To run the analysis, you will need the following Python libraries:
pandas numpy matplotlib seaborn
The dataset is loaded from a CSV file named "Final File.csv" into a pandas DataFrame.
The code checks for missing values in the DataFrame to ensure data completeness.
The maximum values for each column are calculated to understand the range of data.
Relevant columns are extracted from the DataFrame for focused analysis.
Outliers in the 'Kilometers' column are detected using Z-scores. A Z-score threshold of 3 is used to identify outliers, which are then removed from the DataFrame.
Various visualizations are created to gain insights from the data:
Bar Plot of Car Prices: A bar plot is created to show the prices of different car models. The x-axis represents the car models, and the y-axis represents their prices in lakhs.
Stacked Bar Chart of Transmission Distribution: The distribution of transmission types (manual or automatic) across different car models is visualized using a stacked bar chart. This helps in understanding the prevalence of each transmission type for different car models.

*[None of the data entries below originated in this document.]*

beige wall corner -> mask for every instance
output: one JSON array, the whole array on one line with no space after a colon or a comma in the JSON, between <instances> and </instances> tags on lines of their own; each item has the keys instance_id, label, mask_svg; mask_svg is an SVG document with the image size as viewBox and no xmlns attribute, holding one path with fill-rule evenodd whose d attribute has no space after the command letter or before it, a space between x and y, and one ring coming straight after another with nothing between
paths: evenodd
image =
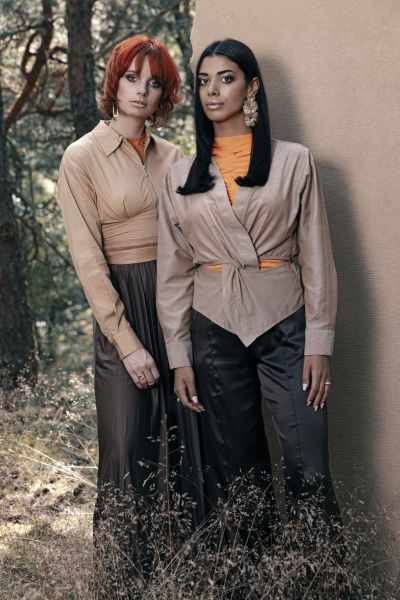
<instances>
[{"instance_id":1,"label":"beige wall corner","mask_svg":"<svg viewBox=\"0 0 400 600\"><path fill-rule=\"evenodd\" d=\"M273 135L314 153L340 305L329 401L342 498L362 481L400 532L400 3L198 0L194 63L233 37L262 68Z\"/></svg>"}]
</instances>

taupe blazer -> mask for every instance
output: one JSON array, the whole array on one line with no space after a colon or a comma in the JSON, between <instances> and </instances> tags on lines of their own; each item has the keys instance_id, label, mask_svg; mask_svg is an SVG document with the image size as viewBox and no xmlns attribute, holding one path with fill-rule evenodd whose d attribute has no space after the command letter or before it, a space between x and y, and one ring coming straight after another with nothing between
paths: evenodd
<instances>
[{"instance_id":1,"label":"taupe blazer","mask_svg":"<svg viewBox=\"0 0 400 600\"><path fill-rule=\"evenodd\" d=\"M305 354L332 354L337 279L310 151L273 140L268 182L239 188L232 205L214 160L212 190L176 192L192 160L168 170L158 209L157 305L170 367L192 363L192 307L248 346L305 304ZM288 262L260 270L266 258ZM222 271L206 268L220 263Z\"/></svg>"}]
</instances>

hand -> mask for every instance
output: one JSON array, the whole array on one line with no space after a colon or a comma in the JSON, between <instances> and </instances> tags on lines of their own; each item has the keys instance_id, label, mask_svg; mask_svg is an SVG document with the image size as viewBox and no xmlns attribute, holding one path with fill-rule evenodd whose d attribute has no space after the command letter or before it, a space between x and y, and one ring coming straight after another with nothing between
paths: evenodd
<instances>
[{"instance_id":1,"label":"hand","mask_svg":"<svg viewBox=\"0 0 400 600\"><path fill-rule=\"evenodd\" d=\"M160 379L156 363L145 348L131 352L122 362L135 385L141 390L147 390Z\"/></svg>"},{"instance_id":2,"label":"hand","mask_svg":"<svg viewBox=\"0 0 400 600\"><path fill-rule=\"evenodd\" d=\"M196 386L194 383L194 372L192 367L178 367L175 369L175 394L179 401L194 412L204 412L197 398Z\"/></svg>"},{"instance_id":3,"label":"hand","mask_svg":"<svg viewBox=\"0 0 400 600\"><path fill-rule=\"evenodd\" d=\"M317 354L304 357L303 390L310 389L307 397L307 406L315 411L325 406L330 391L330 369L327 356Z\"/></svg>"}]
</instances>

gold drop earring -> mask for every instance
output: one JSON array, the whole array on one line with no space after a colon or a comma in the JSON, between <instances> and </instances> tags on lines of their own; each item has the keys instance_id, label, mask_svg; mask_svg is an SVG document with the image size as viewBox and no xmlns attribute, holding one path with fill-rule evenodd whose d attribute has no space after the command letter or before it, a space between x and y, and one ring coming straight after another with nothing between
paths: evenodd
<instances>
[{"instance_id":1,"label":"gold drop earring","mask_svg":"<svg viewBox=\"0 0 400 600\"><path fill-rule=\"evenodd\" d=\"M258 104L255 94L249 93L243 103L244 122L247 127L254 127L258 119Z\"/></svg>"},{"instance_id":2,"label":"gold drop earring","mask_svg":"<svg viewBox=\"0 0 400 600\"><path fill-rule=\"evenodd\" d=\"M112 105L112 116L114 119L119 117L118 104L116 102L113 102L113 105Z\"/></svg>"}]
</instances>

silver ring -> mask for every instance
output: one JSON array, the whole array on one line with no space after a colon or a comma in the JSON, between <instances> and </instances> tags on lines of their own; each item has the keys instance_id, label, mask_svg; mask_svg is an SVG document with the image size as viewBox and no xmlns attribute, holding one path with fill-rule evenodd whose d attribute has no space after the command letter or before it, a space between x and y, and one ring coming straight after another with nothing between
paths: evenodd
<instances>
[{"instance_id":1,"label":"silver ring","mask_svg":"<svg viewBox=\"0 0 400 600\"><path fill-rule=\"evenodd\" d=\"M146 375L139 375L139 379L146 379Z\"/></svg>"},{"instance_id":2,"label":"silver ring","mask_svg":"<svg viewBox=\"0 0 400 600\"><path fill-rule=\"evenodd\" d=\"M325 381L325 385L332 385L331 381Z\"/></svg>"}]
</instances>

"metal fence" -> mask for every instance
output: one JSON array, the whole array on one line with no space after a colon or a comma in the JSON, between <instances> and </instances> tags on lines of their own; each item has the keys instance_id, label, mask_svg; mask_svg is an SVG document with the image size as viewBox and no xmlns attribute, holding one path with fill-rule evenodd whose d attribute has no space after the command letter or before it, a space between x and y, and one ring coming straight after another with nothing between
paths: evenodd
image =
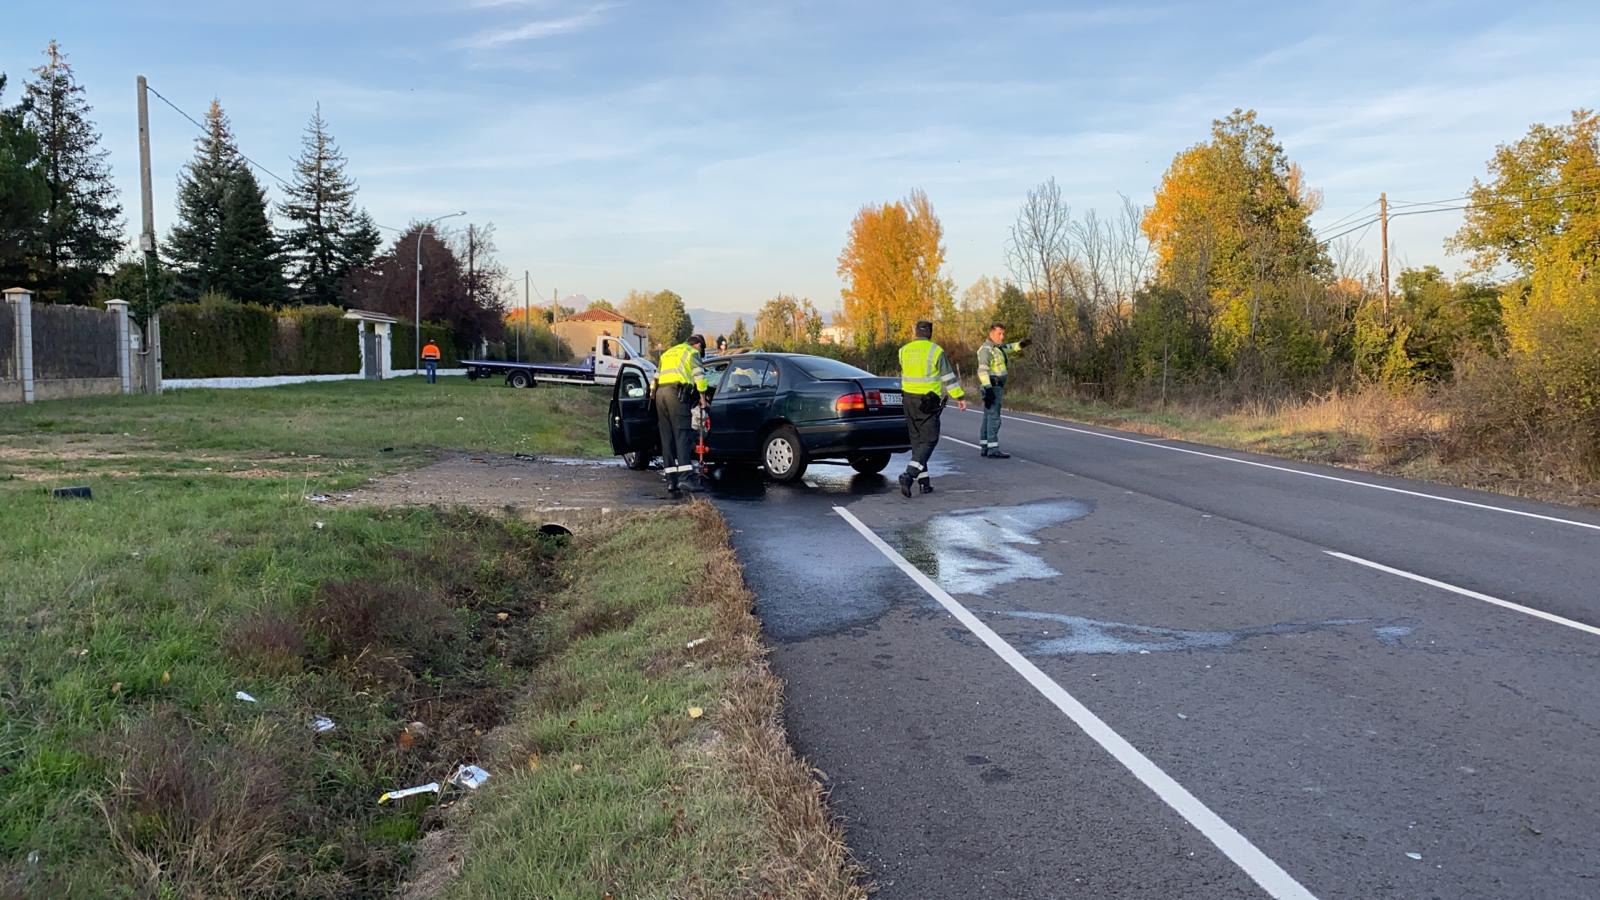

Scatter Plot of Car Prices: A scatter plot is created to show the relationship between car models and their prices. This plot helps in identifying any patterns or trends in pricing across different models.
The average price and average kilometers driven for the cars in the dataset are calculated and printed. This provides a summary statistic that gives an overall view of the data.
This project demonstrates the process of cleaning and analyzing car data obtained from web scraping. By handling missing data, removing outliers, and visualizing the data, valuable insights can be gained. This analysis can be extended further to include more sophisticated models and predictions based on the car data.